Tuesday, November 23, 2010
Supply and Demand
Are Dating economics like Voodoo economics?
I've been thinking about my last post & the article that I reprinted. It makes a lot of sense regarding the concept of economics & love. It is a valid idea--particularly as a 40 year old single/divorced woman. Lori Gottlieb has talked about it--it's not settling but it is looking for the diamonds in the rough perhaps. What I mean here is that as single women age there is an increased supply but lower demand. And as men age, the supply is lower because by their 40's "normal" men are either married, in a relationship, or players (read: jaded, cheater, the Bull, etc.).

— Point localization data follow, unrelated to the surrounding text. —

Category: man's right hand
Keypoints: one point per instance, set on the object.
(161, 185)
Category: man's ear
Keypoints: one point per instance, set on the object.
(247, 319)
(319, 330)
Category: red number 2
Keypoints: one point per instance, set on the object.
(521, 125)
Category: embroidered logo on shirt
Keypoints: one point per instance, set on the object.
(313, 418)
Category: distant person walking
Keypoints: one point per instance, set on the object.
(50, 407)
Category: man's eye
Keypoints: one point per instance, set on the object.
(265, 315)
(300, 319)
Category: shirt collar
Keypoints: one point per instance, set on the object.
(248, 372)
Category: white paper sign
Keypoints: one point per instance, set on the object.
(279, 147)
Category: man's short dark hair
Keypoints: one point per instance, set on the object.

Or there's something wrong with them. I also think that men do not like being single & seek to rectify that situation quickly if they find themselves that way, so catch 'em while you can or miss the opportunity. Women stay single longer, either after divorce or having never been married. I may piss off a lot of folks, & I certainly have little to back up my theories other than what I observe around me & the things I've been reading, but it is a hell of a lot tougher to be single & 40 plus. Even the idea of cougars--a lot of times portrayed as the desperate, predatory 50 plus woman...sucks. And what this sometimes translates as, similarly to college full of women & less men, is men behaving badly & being allowed to act that way--because otherwise you don't have a boyfriend. Yeah, kinda depressing, but reality can sometimes suck. I can reflect a bit on my own experiences as well: on-line dating did have a great supply but as my history has shown, many of the supply were kind of marginal. There were definitely some rough diamonds--Amsterdam, e.g., but overall it was very difficult. And, yeah, the playa, too. But, I think, trying not to be a total Debbie Downer, that if one keeps at it, and keeps the options open--my biggest advice has been to go do what you love--in my case, sailing. Even if you don't meet someone, you're engaged in the day--your hobby. And in my case, I met a very special person--it didn't happen all at once, but it did happen--and so far, so good & gets better everyday. And now that I am in a wonderful, committed relationship, I have been getting a lot of questions from some of my 40-plus single girlfriends--they usually ask if it will happen to them. My response is and will be that yes, absolutely--even if the demand is lower--hope trumps all--never give up--I am proof of that.